On August 8, 2019, we received a Notice of Intent to Assess (the "First Notice") additional sales taxes, interest and underpayment penalties (the “Sales Taxes”) from the Commonwealth of Massachusetts Department of Revenue (the "Commonwealth") relating to the tax periods from January 1, 2006 through December 31, 2013. On July 20, 2021, we received a Notice of Intent to Assess (the "Second Notice") additional Sales Taxes from the Commonwealth relating to the tax periods from January 1, 2014 through December 31, 2018. On December 29, 2022, we received a Notice of Intent to Assess (the “Third Notice"; cumulatively with the First and Second Notices, the “Notices”) additional Sales Taxes from the Commonwealth relating to the tax periods from January 1, 2019 through June 30, 2021. We have filed an appeal with respect to the First Notice
and Second Notice, and intend to file an appeal with respect to the Third Notice, to contest all Sales Taxes that may be assessed. We continue to cooperate with the Commonwealth's inquiry with respect to the Notices.
We have concluded that a payment to the Commonwealth is probable. We have recorded an accrual which is not material to our consolidated financial statements. While we believe that the assumptions and estimates used to determine the accrual are reasonable, future developments could result in adjustments being made to this accrual.

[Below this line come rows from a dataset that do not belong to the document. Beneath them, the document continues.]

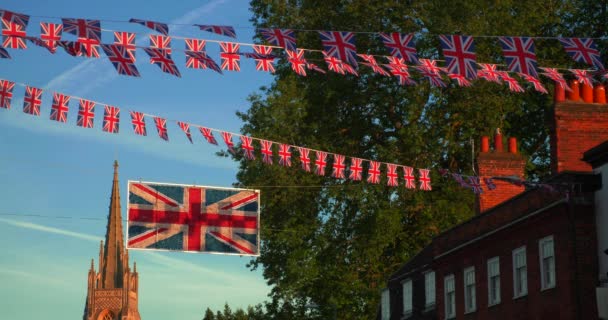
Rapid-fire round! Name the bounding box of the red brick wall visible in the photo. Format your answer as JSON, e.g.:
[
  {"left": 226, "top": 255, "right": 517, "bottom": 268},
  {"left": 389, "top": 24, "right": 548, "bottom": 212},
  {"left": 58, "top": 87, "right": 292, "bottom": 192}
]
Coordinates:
[{"left": 551, "top": 101, "right": 608, "bottom": 174}]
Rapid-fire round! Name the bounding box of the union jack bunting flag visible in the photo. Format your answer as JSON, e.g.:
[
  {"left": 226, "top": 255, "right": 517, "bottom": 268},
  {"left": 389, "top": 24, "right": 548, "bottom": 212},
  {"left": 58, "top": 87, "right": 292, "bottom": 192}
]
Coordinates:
[
  {"left": 184, "top": 39, "right": 207, "bottom": 69},
  {"left": 498, "top": 71, "right": 525, "bottom": 92},
  {"left": 130, "top": 111, "right": 147, "bottom": 136},
  {"left": 198, "top": 127, "right": 217, "bottom": 146},
  {"left": 150, "top": 34, "right": 171, "bottom": 54},
  {"left": 23, "top": 86, "right": 42, "bottom": 116},
  {"left": 259, "top": 28, "right": 297, "bottom": 52},
  {"left": 477, "top": 63, "right": 501, "bottom": 84},
  {"left": 61, "top": 18, "right": 101, "bottom": 42},
  {"left": 40, "top": 22, "right": 63, "bottom": 53},
  {"left": 559, "top": 38, "right": 604, "bottom": 70},
  {"left": 144, "top": 48, "right": 182, "bottom": 78},
  {"left": 129, "top": 18, "right": 169, "bottom": 36},
  {"left": 285, "top": 49, "right": 306, "bottom": 77},
  {"left": 298, "top": 147, "right": 310, "bottom": 172},
  {"left": 469, "top": 176, "right": 483, "bottom": 194},
  {"left": 102, "top": 106, "right": 120, "bottom": 133},
  {"left": 386, "top": 163, "right": 399, "bottom": 187},
  {"left": 177, "top": 121, "right": 192, "bottom": 143},
  {"left": 252, "top": 45, "right": 276, "bottom": 73},
  {"left": 315, "top": 151, "right": 327, "bottom": 176},
  {"left": 541, "top": 67, "right": 571, "bottom": 91},
  {"left": 331, "top": 154, "right": 346, "bottom": 179},
  {"left": 367, "top": 161, "right": 381, "bottom": 184},
  {"left": 221, "top": 131, "right": 235, "bottom": 153},
  {"left": 380, "top": 32, "right": 418, "bottom": 63},
  {"left": 260, "top": 140, "right": 272, "bottom": 164},
  {"left": 2, "top": 19, "right": 27, "bottom": 49},
  {"left": 357, "top": 54, "right": 390, "bottom": 77},
  {"left": 77, "top": 38, "right": 99, "bottom": 58},
  {"left": 0, "top": 80, "right": 15, "bottom": 109},
  {"left": 0, "top": 48, "right": 11, "bottom": 59},
  {"left": 403, "top": 167, "right": 416, "bottom": 189},
  {"left": 241, "top": 136, "right": 255, "bottom": 160},
  {"left": 50, "top": 92, "right": 70, "bottom": 122},
  {"left": 220, "top": 42, "right": 241, "bottom": 71},
  {"left": 519, "top": 73, "right": 549, "bottom": 94},
  {"left": 154, "top": 117, "right": 169, "bottom": 141},
  {"left": 186, "top": 51, "right": 223, "bottom": 74},
  {"left": 101, "top": 44, "right": 140, "bottom": 77},
  {"left": 499, "top": 37, "right": 538, "bottom": 78},
  {"left": 439, "top": 35, "right": 477, "bottom": 79},
  {"left": 195, "top": 24, "right": 236, "bottom": 39},
  {"left": 279, "top": 144, "right": 291, "bottom": 167},
  {"left": 418, "top": 169, "right": 432, "bottom": 191},
  {"left": 76, "top": 99, "right": 95, "bottom": 128},
  {"left": 569, "top": 69, "right": 593, "bottom": 86},
  {"left": 416, "top": 59, "right": 446, "bottom": 87},
  {"left": 0, "top": 10, "right": 30, "bottom": 29},
  {"left": 386, "top": 57, "right": 416, "bottom": 86},
  {"left": 348, "top": 158, "right": 363, "bottom": 181},
  {"left": 127, "top": 181, "right": 260, "bottom": 255},
  {"left": 319, "top": 31, "right": 357, "bottom": 67},
  {"left": 114, "top": 32, "right": 137, "bottom": 62}
]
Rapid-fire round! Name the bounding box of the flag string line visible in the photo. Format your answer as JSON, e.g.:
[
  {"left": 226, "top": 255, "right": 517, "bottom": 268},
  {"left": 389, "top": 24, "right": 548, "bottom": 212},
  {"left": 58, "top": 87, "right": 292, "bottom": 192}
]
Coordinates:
[
  {"left": 14, "top": 28, "right": 601, "bottom": 74},
  {"left": 21, "top": 9, "right": 604, "bottom": 40}
]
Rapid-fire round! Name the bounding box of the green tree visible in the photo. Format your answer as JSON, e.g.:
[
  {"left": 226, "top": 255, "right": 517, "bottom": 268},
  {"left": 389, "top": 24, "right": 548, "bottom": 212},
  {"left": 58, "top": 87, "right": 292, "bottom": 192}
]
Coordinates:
[{"left": 239, "top": 0, "right": 605, "bottom": 319}]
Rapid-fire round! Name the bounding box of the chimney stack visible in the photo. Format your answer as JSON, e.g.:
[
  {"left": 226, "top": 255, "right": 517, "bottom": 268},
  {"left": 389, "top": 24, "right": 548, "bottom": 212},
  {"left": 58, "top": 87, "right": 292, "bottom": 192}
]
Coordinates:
[
  {"left": 477, "top": 129, "right": 526, "bottom": 214},
  {"left": 551, "top": 80, "right": 608, "bottom": 174}
]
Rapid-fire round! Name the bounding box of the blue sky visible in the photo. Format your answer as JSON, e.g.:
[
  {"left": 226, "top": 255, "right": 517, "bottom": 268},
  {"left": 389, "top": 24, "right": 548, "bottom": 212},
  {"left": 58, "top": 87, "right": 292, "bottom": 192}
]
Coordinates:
[{"left": 0, "top": 0, "right": 271, "bottom": 320}]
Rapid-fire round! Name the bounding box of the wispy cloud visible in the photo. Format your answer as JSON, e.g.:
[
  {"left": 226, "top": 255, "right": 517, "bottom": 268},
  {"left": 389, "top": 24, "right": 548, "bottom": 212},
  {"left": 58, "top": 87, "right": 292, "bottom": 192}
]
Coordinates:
[{"left": 0, "top": 218, "right": 102, "bottom": 242}]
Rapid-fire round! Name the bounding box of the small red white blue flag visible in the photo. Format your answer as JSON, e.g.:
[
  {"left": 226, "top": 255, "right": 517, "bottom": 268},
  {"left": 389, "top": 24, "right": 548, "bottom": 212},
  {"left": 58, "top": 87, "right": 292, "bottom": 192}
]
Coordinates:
[
  {"left": 499, "top": 37, "right": 538, "bottom": 78},
  {"left": 23, "top": 86, "right": 42, "bottom": 116},
  {"left": 129, "top": 18, "right": 169, "bottom": 36},
  {"left": 319, "top": 31, "right": 357, "bottom": 67},
  {"left": 76, "top": 99, "right": 95, "bottom": 128},
  {"left": 195, "top": 24, "right": 236, "bottom": 39},
  {"left": 259, "top": 28, "right": 297, "bottom": 52},
  {"left": 102, "top": 105, "right": 120, "bottom": 133},
  {"left": 559, "top": 38, "right": 604, "bottom": 70},
  {"left": 50, "top": 92, "right": 70, "bottom": 122},
  {"left": 130, "top": 111, "right": 147, "bottom": 136}
]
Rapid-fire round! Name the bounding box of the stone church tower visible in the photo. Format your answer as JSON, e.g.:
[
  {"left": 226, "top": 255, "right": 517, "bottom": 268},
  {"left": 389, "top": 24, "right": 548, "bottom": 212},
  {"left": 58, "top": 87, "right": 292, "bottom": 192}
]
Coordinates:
[{"left": 83, "top": 161, "right": 141, "bottom": 320}]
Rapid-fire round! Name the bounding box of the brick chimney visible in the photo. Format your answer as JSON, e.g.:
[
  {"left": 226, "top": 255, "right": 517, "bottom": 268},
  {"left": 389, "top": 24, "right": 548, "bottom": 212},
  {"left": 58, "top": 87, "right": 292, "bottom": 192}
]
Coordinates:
[
  {"left": 477, "top": 129, "right": 526, "bottom": 214},
  {"left": 551, "top": 80, "right": 608, "bottom": 174}
]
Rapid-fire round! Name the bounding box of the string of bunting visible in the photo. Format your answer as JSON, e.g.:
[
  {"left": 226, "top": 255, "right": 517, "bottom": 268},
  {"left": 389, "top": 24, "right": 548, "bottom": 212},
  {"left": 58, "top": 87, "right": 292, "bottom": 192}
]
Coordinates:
[
  {"left": 0, "top": 79, "right": 432, "bottom": 191},
  {"left": 0, "top": 10, "right": 608, "bottom": 94}
]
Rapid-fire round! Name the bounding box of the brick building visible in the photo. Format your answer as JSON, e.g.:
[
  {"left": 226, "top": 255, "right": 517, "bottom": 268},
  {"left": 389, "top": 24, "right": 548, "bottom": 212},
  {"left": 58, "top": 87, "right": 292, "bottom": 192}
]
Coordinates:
[{"left": 378, "top": 85, "right": 608, "bottom": 320}]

If we are presented with a formal assessment for any of these matters, we believe that we will ultimately prevail; however, if we do not prevail, the amount of any assessment could have a material impact on our consolidated financial position, results of operations and cash flows.
Indemnifications

As permitted or required under Delaware law and to the maximum extent allowable under that law, we have certain obligations to indemnify each of our current and former officers and directors for certain events or occurrences while the officer or director is, or was, serving at our request in such capacity. These indemnification obligations are valid as long as the director or officer acted in good faith and in a manner the person reasonably believed to be in, or not opposed to, the best interests of FactSet, and with respect to any criminal action or proceeding, had no reasonable cause to believe his or her conduct was unlawful. It is not possible to determine the maximum potential amount for claims made under the indemnification obligations due to the unique set of facts and circumstances likely to be involved in each particular claim and indemnification provision; however, we have purchased a director and officer insurance policy that mitigates our exposure and may enable us to recover a portion of any future amounts paid. We do not believe, based on historical experience and information currently available, that it is probable that any material amounts will be required to be paid under such indemnification agreements.